Step 1: What did the text mean to the biblical audience?
The Lord commanded Joshua, the new leader of Israel, to draw strength and courage from God’s empowering presence, to be obedient to the law of Moses, and to meditate on the law so that he would be successful in the conquest of the Promised Land.
Step 2: What are the differences between the biblical audience and us?
We are not leaders of the nation Israel (although some of us may be leaders in the church). We are not embarking on the conquest of Canaan, the Promised Land. We are not under the old covenant of law.
Step 3: What is the theological principle in this text?
To be effective in serving God and successful in the task to which he has called us, we must draw strength and courage from his presence. We must also be obedient to God’s Word, meditating on it constantly.
Step 4: How does our theological principle fit with the rest of the Bible?
The rest of the Bible consistently affirms that God’s people can draw strength and courage from his presence. In the New Testament believers experience God’s presence through the indwelling of the Holy Spirit rather than through his presence in the tabernacle. Likewise, throughout both the Old Testament and the New Testament God’s people are exhorted to pay close, obedient attention to his Word.
Step 5: How should individual Christians today live out the theological principles?

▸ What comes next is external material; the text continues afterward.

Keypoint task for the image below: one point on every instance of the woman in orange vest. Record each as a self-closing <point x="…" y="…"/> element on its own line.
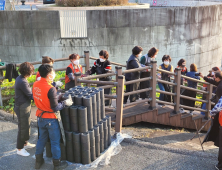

There are numerous possible applications. Here are a few suggested ones:
- Spend more time meditating on God’s word by listening to Christian music as you ride in your car.
- If God calls you to a new, scary ministry, such as teaching fourth–grade Sunday school, then be strengthened and encouraged by his empowering presence. Be obedient, keeping a focus on the Scriptures.
- If you are in a church leadership position, realize that successful Christian leadership requires strength and courage that flows from the presence of God.